Spero proprio che in occasione del trentesimo anniversario della morte di Bob Marley, che ricorrerà il prossimo 11 maggio, si ritorni a parlare di questo personaggio, meraviglioso sia dal punto di vista umano che musicale. Nonostante la sua prematura scomparsa a soli 36 anni, Marley è diventato, già in vita ma con moltiplicazione dell’effetto dopo la morte, un’icona della lotta dei deboli contro le oppressioni. Bob ha dimostrato il suo impegno politico e religioso nella musica, impegno confluito in una visione positiva dell’esistenza che gli ha permesso l’ascesa dal ghetto giamaicano al successo planetario, ha saputo rompere gli schemi della musica pop/rock sfruttando un modello semplice ed immediato, fusione di ska e musica tradizionale africana, e portando all’attenzione del mondo il reggae divenuto poi un punto di riferimento per moltissimi gruppi musicali a seguire.
Nonostante Marley abbia guadagnato l’immagine del profeta, del portatore della buona novella per i diseredati, del messaggero dei sani principi in opposizione a quelli del MusicBiz imperanti già negli anni 70, spesso viene ricordato solo per lo stereotipato abbinamento droga/Giamaica o per la capigliatura rasta. Si dimentica cosa ha fatto per il suo popolo, per la musica, per il reggae di cui diceva “Il reggae diventerà una forma di lotta, se non è già accaduto. È la musica del Terzo Mondo. Non devi cercare di capirla in un solo giorno ma prenderla un po’ per volta e lasciare che cresca dentro di te”.

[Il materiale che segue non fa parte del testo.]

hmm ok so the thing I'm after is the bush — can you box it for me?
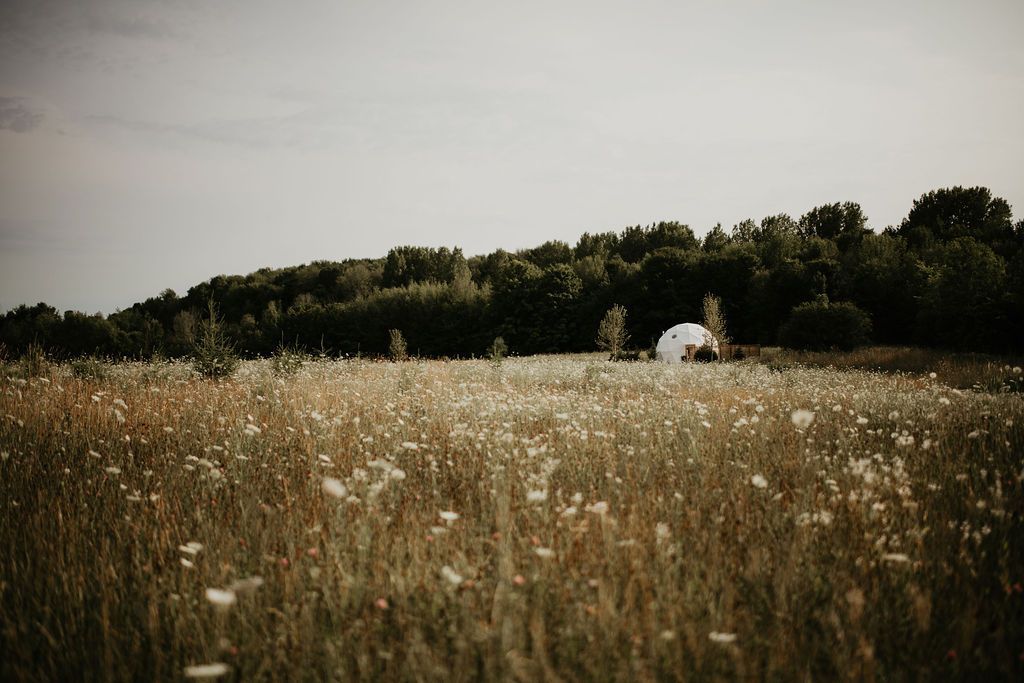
[192,301,239,379]
[388,329,408,362]
[694,345,717,362]
[487,336,508,364]
[271,342,306,377]
[70,356,109,380]
[778,300,872,351]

Bob Marley non può essere oggettivamente considerato un grande chitarrista o cantante, ma sicuramente un personaggio unico ed eccezionale che ha saputo usare la musica e la sua rettitudine per diffondere un grande messaggio con cui esortava: “Emancipatevi dalla schiavitù mentale. Solo noi stessi possiamo liberare la nostra mente”. Non aveva nemmeno una grande cultura, vista la problematica adolescenza, ma la sua fede e la sua grande passione gli permisero di trasformare ciò in un punto di forza; diceva infatti: “Non ho educazioni, ho solo ispirazioni. Se fossi stato educato sarei uno schiavo anch’io”.

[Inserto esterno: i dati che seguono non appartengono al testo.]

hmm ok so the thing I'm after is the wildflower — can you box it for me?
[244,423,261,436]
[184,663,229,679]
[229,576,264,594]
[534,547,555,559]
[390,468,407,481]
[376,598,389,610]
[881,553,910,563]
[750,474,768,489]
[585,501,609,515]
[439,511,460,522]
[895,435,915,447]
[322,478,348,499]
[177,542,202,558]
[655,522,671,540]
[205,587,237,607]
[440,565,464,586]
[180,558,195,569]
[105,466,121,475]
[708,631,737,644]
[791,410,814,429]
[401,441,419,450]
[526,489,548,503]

Qualche timido tentativo di riportare all’attenzione del grande pubblico il personaggio Bob Marley, per quello che è stato durante la vita e quello che ha rappresentato e tuttora rappresenta nel panorama musicale, è testimoniato dalla pubblicazione ufficiale della registrazione del suo ultimo concerto a Pittsbourgh e da una mostra fotografica appena inaugurata a Londra.

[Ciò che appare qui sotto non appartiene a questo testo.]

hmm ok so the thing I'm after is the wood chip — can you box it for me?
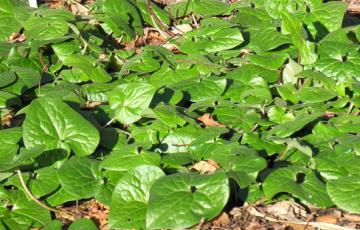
[316,215,339,224]
[343,213,360,222]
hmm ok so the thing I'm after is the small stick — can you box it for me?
[192,14,199,28]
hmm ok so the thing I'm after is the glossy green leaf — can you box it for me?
[57,156,103,199]
[268,113,321,138]
[0,71,16,88]
[0,1,26,41]
[193,0,229,16]
[109,82,156,124]
[180,22,244,54]
[147,172,229,229]
[23,97,100,156]
[327,176,360,214]
[281,11,318,65]
[101,146,161,171]
[68,219,98,230]
[63,54,112,83]
[263,167,333,207]
[109,165,164,229]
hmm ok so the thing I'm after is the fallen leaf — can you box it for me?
[197,113,225,127]
[192,161,218,174]
[266,201,307,221]
[211,212,230,227]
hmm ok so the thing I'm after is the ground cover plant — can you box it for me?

Nonostante sapesse della malattia e dei pochi mesi di vita che gli rimanevano, Marley non ha rinunciato ad esibirsi in concerto per tutto il 1980; in circa 50 date ha girato l’Europa, è approdato nella sua amata Africa, ha fatto molte date negli USA; la testimonianza del suo ultimo concerto è contenuta nel doppio CD edito all’inizio di quest’anno, Live Forever, registrazione del concerto allo Stanley Theatre di Pittsburgh del 23 settembre 1980, dal quale echeggia ancora l’invito: “alzati, ribellati, ribellati per i tuoi diritti”. La registrazione non raggiunge i livelli di altre relative a precedenti concerti (come Live! testimone del concerto a Londra del 1975 e Babylon by Bus di quello di Parigi del 1978) ma ha una carica emotiva sorprendente ed il successo di vendita è un primo importante segnale di ritorno di attenzione per Bob Marley.
Proprio in questi giorni, invece, è stata inaugurata una mostra fotografica alla Proud Gallery di Camden, Londra (www.proud.co.uk), basata su molte foto di Kim Gottlieb estratte dal volume Bob Marley and The Golden Age of Reggae. Bellissime ed inedite immagini di Bob Marley ed altri personaggi della musica reggae riprese dalla Gottlieb che, per la sua sensibilità e capacità di vivere con i personaggi ritratti, si è definita l’anti-paparazzo, essendosi sempre concentrata nel voler cogliere l’umanità dei suoi personaggi e non nel rubarne futili istantanee.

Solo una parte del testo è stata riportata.